化粧品の広告においては、薬機法・景品表示法の両方の観点から問題がない表現にしなければなりません。リフトアップに限らず、顔の形状を変化させるような表現や、若返り表現、すでにできているシミが消えるような表現はできません

具体的なNG例をご紹介します。

  • リフトアップ&小顔効果が期待できます。
    ⇒「リフトアップ」「小顔」効果は化粧品効能の逸脱となり薬機法の観点で問題となる上、実際にそのような効果がない場合は景表法の観点でも問題。
  • 年齢とともにたるんできたお肌にお悩みのあなたに朗報
    ⇒商品を使用することでたるみが解決するような表現は化粧品効能の逸脱となり薬機法の観点で問題となる上、実際にそのような効果がない場合は景表法の観点でも問題。
  • 使い続ければあの頃のお肌に戻ります
    ⇒若返りは化粧品効能の逸脱となり薬機法の観点で問題となる上、現実的に若返ることは不可能のため景表法の観点でも問題。
  • 1週間で長年悩んできたシミが消え、顔全体が白く美しい肌に
    ⇒化粧品で標ぼうできるのはシミ予防までで、「シミが消える」は化粧品効能の逸脱となり薬機法の観点で問題。また、実際にそのような効果がない場合は景表法の観点でも問題。
  • 長年悩んできたシワが完全に消える
    ⇒シワ改善効果がある商品だとしても「完全に消える」は誇大であり薬機法・景表法いずれの観点からも問題。

まとめ

日常的によく目にする「リフトアップ」という表現も、化粧品広告においては注意が必要ということがご理解いただけたでしょうか。

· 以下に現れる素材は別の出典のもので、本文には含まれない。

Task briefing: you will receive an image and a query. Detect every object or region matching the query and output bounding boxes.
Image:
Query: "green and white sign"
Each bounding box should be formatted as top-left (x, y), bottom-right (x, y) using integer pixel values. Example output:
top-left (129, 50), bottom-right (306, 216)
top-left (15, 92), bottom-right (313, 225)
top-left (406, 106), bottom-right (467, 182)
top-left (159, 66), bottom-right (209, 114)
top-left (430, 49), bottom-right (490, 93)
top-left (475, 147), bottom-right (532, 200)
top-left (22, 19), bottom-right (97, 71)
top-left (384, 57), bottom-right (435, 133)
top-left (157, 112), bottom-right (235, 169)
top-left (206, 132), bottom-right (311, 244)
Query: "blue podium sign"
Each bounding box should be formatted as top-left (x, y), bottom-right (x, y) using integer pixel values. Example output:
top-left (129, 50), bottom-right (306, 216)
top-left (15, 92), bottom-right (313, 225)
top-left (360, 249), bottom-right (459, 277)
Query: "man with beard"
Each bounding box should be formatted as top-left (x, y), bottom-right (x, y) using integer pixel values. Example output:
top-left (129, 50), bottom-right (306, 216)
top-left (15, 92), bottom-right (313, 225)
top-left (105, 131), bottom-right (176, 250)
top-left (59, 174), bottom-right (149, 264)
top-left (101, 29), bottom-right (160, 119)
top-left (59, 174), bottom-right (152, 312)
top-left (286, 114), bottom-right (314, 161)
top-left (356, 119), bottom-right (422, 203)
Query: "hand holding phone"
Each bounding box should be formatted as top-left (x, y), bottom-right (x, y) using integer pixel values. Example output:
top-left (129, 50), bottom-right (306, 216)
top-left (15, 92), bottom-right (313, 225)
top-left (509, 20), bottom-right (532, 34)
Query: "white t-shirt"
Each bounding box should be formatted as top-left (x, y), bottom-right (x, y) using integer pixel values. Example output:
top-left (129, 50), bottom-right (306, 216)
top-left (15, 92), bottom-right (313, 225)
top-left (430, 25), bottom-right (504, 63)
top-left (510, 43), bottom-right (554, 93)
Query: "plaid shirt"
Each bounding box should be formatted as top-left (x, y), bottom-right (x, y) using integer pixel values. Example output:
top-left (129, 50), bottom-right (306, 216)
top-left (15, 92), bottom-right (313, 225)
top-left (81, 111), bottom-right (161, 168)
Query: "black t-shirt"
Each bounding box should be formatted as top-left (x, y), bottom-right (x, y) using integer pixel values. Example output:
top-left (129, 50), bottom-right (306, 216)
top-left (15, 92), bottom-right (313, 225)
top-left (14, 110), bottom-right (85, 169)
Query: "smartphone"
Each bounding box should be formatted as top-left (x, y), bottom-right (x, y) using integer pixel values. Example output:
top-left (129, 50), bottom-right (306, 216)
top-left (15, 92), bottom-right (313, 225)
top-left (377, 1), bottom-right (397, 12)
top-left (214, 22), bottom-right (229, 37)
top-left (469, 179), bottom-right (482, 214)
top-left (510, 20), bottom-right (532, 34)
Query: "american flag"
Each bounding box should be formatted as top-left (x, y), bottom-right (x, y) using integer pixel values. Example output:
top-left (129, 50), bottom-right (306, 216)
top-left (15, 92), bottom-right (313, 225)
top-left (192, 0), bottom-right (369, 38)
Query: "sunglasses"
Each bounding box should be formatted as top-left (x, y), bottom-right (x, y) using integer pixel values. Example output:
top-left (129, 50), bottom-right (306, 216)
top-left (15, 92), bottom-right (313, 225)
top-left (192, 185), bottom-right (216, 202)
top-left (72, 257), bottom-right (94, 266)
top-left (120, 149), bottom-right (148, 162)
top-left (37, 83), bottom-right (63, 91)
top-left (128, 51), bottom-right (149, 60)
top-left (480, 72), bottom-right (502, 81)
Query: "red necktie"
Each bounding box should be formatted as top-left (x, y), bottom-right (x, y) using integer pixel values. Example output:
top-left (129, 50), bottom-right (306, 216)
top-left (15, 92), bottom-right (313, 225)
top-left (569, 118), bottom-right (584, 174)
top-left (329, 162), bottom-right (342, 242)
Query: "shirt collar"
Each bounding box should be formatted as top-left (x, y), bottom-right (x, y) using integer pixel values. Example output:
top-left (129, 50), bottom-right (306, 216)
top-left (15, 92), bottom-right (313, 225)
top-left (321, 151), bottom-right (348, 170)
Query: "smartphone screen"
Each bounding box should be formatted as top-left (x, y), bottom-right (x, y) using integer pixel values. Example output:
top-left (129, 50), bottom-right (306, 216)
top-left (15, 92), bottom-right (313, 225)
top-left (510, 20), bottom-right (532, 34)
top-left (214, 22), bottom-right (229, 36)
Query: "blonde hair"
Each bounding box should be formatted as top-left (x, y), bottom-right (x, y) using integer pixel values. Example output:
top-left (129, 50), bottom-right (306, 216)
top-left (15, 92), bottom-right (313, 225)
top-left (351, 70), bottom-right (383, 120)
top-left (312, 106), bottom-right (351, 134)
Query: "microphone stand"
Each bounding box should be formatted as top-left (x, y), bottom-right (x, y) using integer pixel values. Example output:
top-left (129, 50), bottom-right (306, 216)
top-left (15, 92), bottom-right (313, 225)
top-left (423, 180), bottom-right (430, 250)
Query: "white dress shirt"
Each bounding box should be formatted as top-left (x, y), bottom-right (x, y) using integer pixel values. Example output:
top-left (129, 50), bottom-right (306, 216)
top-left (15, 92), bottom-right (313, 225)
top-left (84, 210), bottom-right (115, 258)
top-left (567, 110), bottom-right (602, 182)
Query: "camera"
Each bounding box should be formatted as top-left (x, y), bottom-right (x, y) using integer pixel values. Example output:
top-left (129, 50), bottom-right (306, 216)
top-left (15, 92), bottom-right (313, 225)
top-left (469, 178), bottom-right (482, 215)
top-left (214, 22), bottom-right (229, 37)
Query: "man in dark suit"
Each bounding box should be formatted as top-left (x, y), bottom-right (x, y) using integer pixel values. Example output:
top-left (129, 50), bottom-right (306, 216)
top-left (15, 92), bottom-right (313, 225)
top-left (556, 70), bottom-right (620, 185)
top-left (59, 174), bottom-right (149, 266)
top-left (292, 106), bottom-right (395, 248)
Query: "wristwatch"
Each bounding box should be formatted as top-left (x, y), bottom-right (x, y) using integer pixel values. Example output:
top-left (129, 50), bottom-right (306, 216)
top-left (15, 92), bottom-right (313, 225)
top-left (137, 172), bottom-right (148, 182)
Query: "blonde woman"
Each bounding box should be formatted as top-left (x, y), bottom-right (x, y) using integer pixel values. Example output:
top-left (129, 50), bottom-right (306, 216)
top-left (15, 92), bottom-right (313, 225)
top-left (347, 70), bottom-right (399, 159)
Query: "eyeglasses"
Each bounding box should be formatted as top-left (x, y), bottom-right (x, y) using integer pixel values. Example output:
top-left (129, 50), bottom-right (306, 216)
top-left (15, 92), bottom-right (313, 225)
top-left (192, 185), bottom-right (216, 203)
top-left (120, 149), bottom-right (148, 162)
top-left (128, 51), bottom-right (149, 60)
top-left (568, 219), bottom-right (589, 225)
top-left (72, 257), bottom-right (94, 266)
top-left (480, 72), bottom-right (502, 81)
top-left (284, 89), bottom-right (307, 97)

今回は、薬機法だけではなく景品表示法の観点で注意したいことについてもご説明しました。実際の広告制作にあたって表現に迷う時は、「化粧品の効果の範囲を逸脱していないか」「事実に基づいた表現をしているか」という観点で一度見直してみてください。

薬機法・景品表示法に違反してしまうと、企業にとっては大きなダメージとなるため、各法令の内容を十分理解してルールを守った魅力的な広告制作をしていきましょう!